Antes de empezar, el especialista fue muy estricto al escuchar los murmullos de la gente, les exigió a todos “¡respeto!” en este acto. “Vamos a proceder a la apertura de un fardo funerario extraído del cementerio de Puruchuco. Os demando respeto”, dijo. Cuando consiguió el silencio y la atención general, con el apoyo de su equipo inició el desvestimiento del fardo funerario.
Desde 1950, Jiménez Borja era además director del Museo de Sitio de Puruchuco. Con esa autoridad y sabiduría retiró una especie de estera de unos cinco metros de largo por uno y medio de ancho, colocado en su momento a modo de protección, y luego levantó la malla de algodón que cubría a la momia.
El cuidado quirúrgico del etnólogo impresionó a los medios de prensa. Su meticulosidad convertía todo en un ritual en vivo, y sus movimientos envolvieron de polvo el ambiente. Se extrajeron un pañuelo y dos vendas largas que estaban enrolladas en el cuello y en la cintura del fardo.
El hombre antiguo de Puruchuco
Este hombre antiguo habría vivido hasta los 30 años y es presumible que haya enfermado mortalmente. Por su ropaje y entorno ceremonial, y por su edad juvenil, dedujo que se trataba de un personaje muy cercano al gran Señor de Puruchuco, con seguridad un hijo. Por eso motivo, su tumba fue mandada a construir dentro del Palacio central, donde habría muerto. Las mujeres lo lloraron y vinieron de todas partes del valle para homenajearlo. Ese fue el escenario del día en que este sujeto empezó a convertirse en momia.

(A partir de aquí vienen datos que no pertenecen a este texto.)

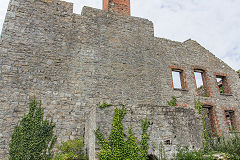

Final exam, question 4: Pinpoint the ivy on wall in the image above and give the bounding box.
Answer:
[195,100,209,152]
[95,108,149,160]
[9,99,56,160]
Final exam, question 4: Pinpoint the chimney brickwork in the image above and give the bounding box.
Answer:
[103,0,130,16]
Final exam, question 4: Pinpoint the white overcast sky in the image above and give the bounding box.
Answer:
[0,0,240,70]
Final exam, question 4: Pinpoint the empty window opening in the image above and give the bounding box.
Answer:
[216,75,230,94]
[202,106,215,136]
[225,111,237,131]
[172,70,184,89]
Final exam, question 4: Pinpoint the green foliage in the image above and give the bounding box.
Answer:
[54,138,88,160]
[175,147,213,160]
[158,142,167,160]
[140,118,149,160]
[210,134,240,160]
[168,96,177,106]
[197,85,204,91]
[98,102,112,108]
[9,99,56,160]
[95,108,149,160]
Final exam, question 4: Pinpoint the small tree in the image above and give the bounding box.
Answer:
[54,138,88,160]
[95,108,149,160]
[9,99,56,160]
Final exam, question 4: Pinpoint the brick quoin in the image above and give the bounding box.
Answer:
[103,0,131,16]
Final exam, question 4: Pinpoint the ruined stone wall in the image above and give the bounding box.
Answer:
[96,104,202,158]
[0,0,240,159]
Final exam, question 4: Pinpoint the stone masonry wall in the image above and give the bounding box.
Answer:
[96,104,202,158]
[0,0,240,159]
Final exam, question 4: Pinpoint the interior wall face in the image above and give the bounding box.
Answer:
[0,0,240,159]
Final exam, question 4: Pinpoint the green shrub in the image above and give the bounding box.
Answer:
[95,108,149,160]
[9,99,56,160]
[210,134,240,160]
[98,102,112,108]
[168,96,177,106]
[54,138,88,160]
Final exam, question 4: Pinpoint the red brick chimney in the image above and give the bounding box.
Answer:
[103,0,130,16]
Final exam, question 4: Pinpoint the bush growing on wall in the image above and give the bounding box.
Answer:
[54,138,88,160]
[9,99,56,160]
[95,108,149,160]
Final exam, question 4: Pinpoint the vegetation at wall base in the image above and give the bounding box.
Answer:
[95,108,149,160]
[175,101,240,160]
[168,96,177,106]
[98,102,112,109]
[54,138,88,160]
[9,99,56,160]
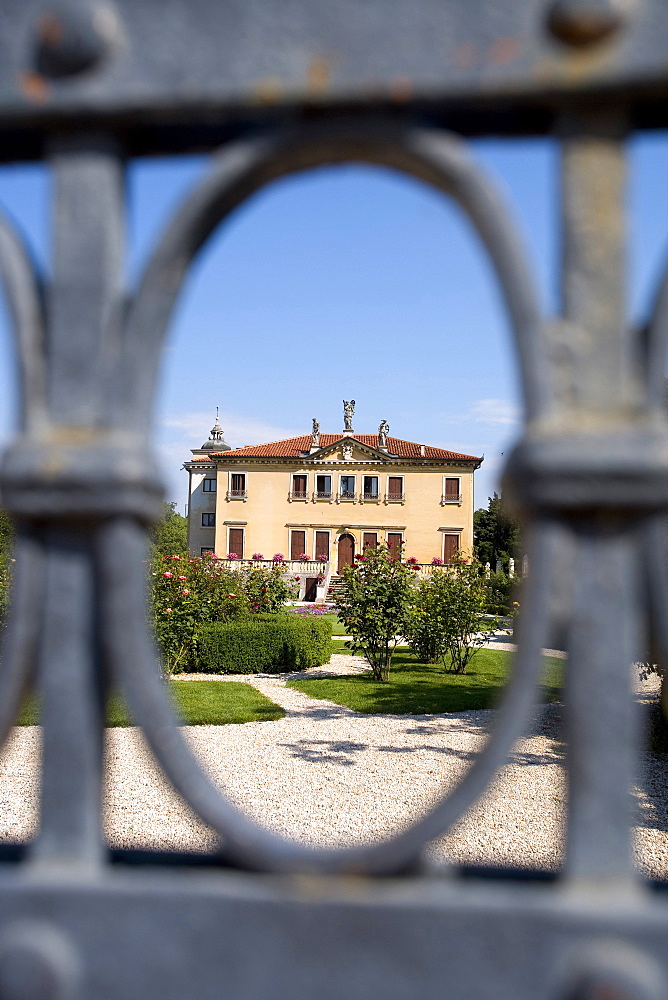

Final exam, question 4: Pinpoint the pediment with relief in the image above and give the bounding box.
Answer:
[309,438,388,464]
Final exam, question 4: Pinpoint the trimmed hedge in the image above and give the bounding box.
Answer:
[195,614,332,674]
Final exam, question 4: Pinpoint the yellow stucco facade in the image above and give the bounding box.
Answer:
[185,422,482,572]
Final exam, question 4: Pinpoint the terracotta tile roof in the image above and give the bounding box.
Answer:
[207,434,482,462]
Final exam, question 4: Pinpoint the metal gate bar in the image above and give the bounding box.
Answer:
[0,0,668,1000]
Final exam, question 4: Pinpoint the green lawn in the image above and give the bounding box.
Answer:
[17,678,285,727]
[288,646,564,715]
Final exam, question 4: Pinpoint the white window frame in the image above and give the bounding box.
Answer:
[289,471,310,503]
[383,528,406,549]
[226,469,248,503]
[336,472,357,503]
[441,528,462,566]
[360,472,381,503]
[360,528,378,554]
[441,475,463,505]
[385,472,406,503]
[313,472,336,503]
[225,524,246,559]
[288,528,310,560]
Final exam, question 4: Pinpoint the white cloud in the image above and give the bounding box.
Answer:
[462,399,520,427]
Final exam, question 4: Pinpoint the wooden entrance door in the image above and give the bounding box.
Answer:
[290,531,306,559]
[338,535,355,573]
[313,531,329,559]
[443,535,459,565]
[227,528,244,559]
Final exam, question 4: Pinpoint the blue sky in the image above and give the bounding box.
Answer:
[0,133,668,509]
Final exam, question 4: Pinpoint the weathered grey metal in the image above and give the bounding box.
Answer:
[0,0,668,158]
[0,0,668,1000]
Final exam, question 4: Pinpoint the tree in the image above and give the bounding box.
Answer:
[473,493,520,570]
[404,555,499,674]
[0,510,14,625]
[151,500,188,557]
[335,545,414,681]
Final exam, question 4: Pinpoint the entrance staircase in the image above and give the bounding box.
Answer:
[327,573,343,602]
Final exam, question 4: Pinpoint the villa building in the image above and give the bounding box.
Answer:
[184,401,482,588]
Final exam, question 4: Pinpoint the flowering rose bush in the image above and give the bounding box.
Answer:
[335,545,414,681]
[239,562,297,614]
[150,555,250,673]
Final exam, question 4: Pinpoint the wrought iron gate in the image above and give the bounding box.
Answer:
[0,0,668,1000]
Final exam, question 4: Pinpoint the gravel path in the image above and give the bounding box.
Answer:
[0,655,668,878]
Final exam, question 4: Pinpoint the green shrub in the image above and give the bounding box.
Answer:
[196,614,332,674]
[485,573,518,615]
[334,545,414,681]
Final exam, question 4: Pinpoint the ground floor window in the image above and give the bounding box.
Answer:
[315,532,329,562]
[290,531,306,559]
[387,531,404,559]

Jiménez Borja contó, además, que las singulares regalos a la momia fueron aportes simbólicos de los pueblos bajo el dominio de Puruchuco: algodón, cestos, semillas y otros productos de la tierra; asimismo, los finos paños que cubrieron su cuerpo. Además, se halló cerca de sus rodillas unos bolsos de tela de colores vivos y un cascabel de plata atado a sus extremos. Finalmente, una extraña pinza de oro adornaba el resto prehispánico.
El investigador señaló que pintaron el rostro del cadáver con un polvo rojo para darle vitalidad a su pálido semblante cadavérico. Era el mismo polvo que fue encontrado dentro de los bolsos de adorno, donde también hallaron los restos de un pajarito (“para que lo condujera al otro mundo”), así como semillas de pichuri (“medicinales”) y pulseras de plata.
Se veía en la momia, alrededor del cuello, un “paño enrollado” (las vendas largas), que evitaban que la cabeza se inclinara hacia adelante o a un costado. Le dejaron el torso desnudo, pero la cintura la rodearon con otro paño que le quedó a modo de una falda con borlas. Eran los restos del majestuoso traje de fiesta de un príncipe, de quien solo quedaba un cuerpo fajado y momificado en posición fetal. Asimismo, un lado suyo, doblado, se descubrió una especie de largo poncho.
El paseo de una momia noble
Jiménez Borja contó detalles de cómo habría sido el entierro, pomposo, en una tumba hecha con piedras y barro. El fardo habría sido cargado para su recorrido a lo largo del corredor central del Palacio, y dio con seguridad la vuelta por el patio de ceremonias para luego bajar por la rampa hacia el exterior. La tumba traía aparejada una botella de chicha, y luego fue cubierta con más piedras y barro. Según las costumbres, la tumba quedó en el cementerio, a las faldas del cerro, y aun durante varios días recibiría la reverencia de la gente del valle.
El trabajo del equipo de expertos se completó esa tarde de 1956 devolviendo a la momia a sus envolturas de algodón y paño de colores crema y marrón, no sin antes colocarle de nuevo en la obertura de la boca una “planchita de plata” con la que llegó desde siglo XII. Después volvería el silencio absoluto para el fardo, que desaparecería de la vista de la prensa, convirtiéndose así en una noticia de portada.
Antes de retirarla, se pudo ver apenas la punta de la cabeza de la momia, y ni siquiera eso, solo se veía la punta de la sombra de esa cabeza, cuyos cabellos lacios caían hacia los lados. Entonces, el doctor Jiménez Borja, con impecable mandil blanco, terminó de explicar algunos detalles. Y exclamó, al final: “¡Descanse en paz!”, una frase muy común en los entierros, pero que en esa ocasión cobró un sentido trascendental muy extraño y emocionante. Todo el proceso duró una hora y media.